Une diplomatie timorée, inconsistante et sur la défensive
Le grief majeur que l’on peut reprocher à la diplomatie du président déchu est sans conteste sa passivité et son manque flagrant d’initiative. Déstabilisée et affaiblie par les reproches de la communauté internationale sur l’absence de démocratie et l’irrespect des droits de l’homme, la diplomatie tunisienne est devenue timorée, inconsistante et sur la défensive. Ressassant un discours dessué, lénifiant et lassant, la politique étrangère s’est désintéressée de la participation dans les débats des grandes questions régionales et internationales et a adopté des prises de position suivistes et timides sans visibilité ni lisibilité en abandonnant l’initiative qui a contribué au rayonnement diplomatique de la Tunisie bourguibiste. Le capital sympathie et estime amassé durant les années 60 et 70 a été dilapidée, altérant gravement son image et sa crédibilité sur le plan régional et international.
Deuxièmement, la diplomatie a péché depuis vingt ans par son incohérence. Dépourvue de vision globale et d’articulations entre les dimensions géographiques et son contenu thématique, elle s’est constituée en une superposition de politiques régionales (maghrébine, arabe, méditerranéenne, africaine) parfois contradictoires et sans aucune cohérence. De plus, le volet politique était souvent délaissé au profit d’une diplomatie économique qui est certes importante mais qui cachait souvent une indigence diplomatique.

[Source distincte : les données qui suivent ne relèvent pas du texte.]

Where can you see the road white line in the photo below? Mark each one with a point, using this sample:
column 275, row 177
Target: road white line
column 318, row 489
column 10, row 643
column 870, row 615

Plus de visibilité et de professionnalisme
Enfin, la diplomatie tunisienne s’est dévalorisée et décrédibilisée par l’amateurisme de ses initiateurs. Soumise à une emprise totale d’un Palais de Carthage néophyte en matière de relations internationales, le positionnement diplomatique de la Tunisie s’est souvent décidé en fonction de l’humeur de la rue tunisienne et selon une grille de lecture complètement erronée consistant à considérer la politique étrangère comme le prolongement de la politique intérieure. Ce qui est un non-sens.
Ainsi, le réveil et la renaissance de la diplomatie tunisienne passent par une nouvelle approche active, reprenant l’esprit d’initiative, par une vision globale et cohérente, une plus grande présence et visibilité dans les enceintes bilatérales et multilatérales ainsi que par un professionnalisme de la chose diplomatique.
Avec l’avènement de la démocratie, l’image de la Tunisie est réhabilitée et notre diplomatie dispose désormais d’un nouveau et puissant catalyseur.

* Les titre et intertitres sont de la rédaction.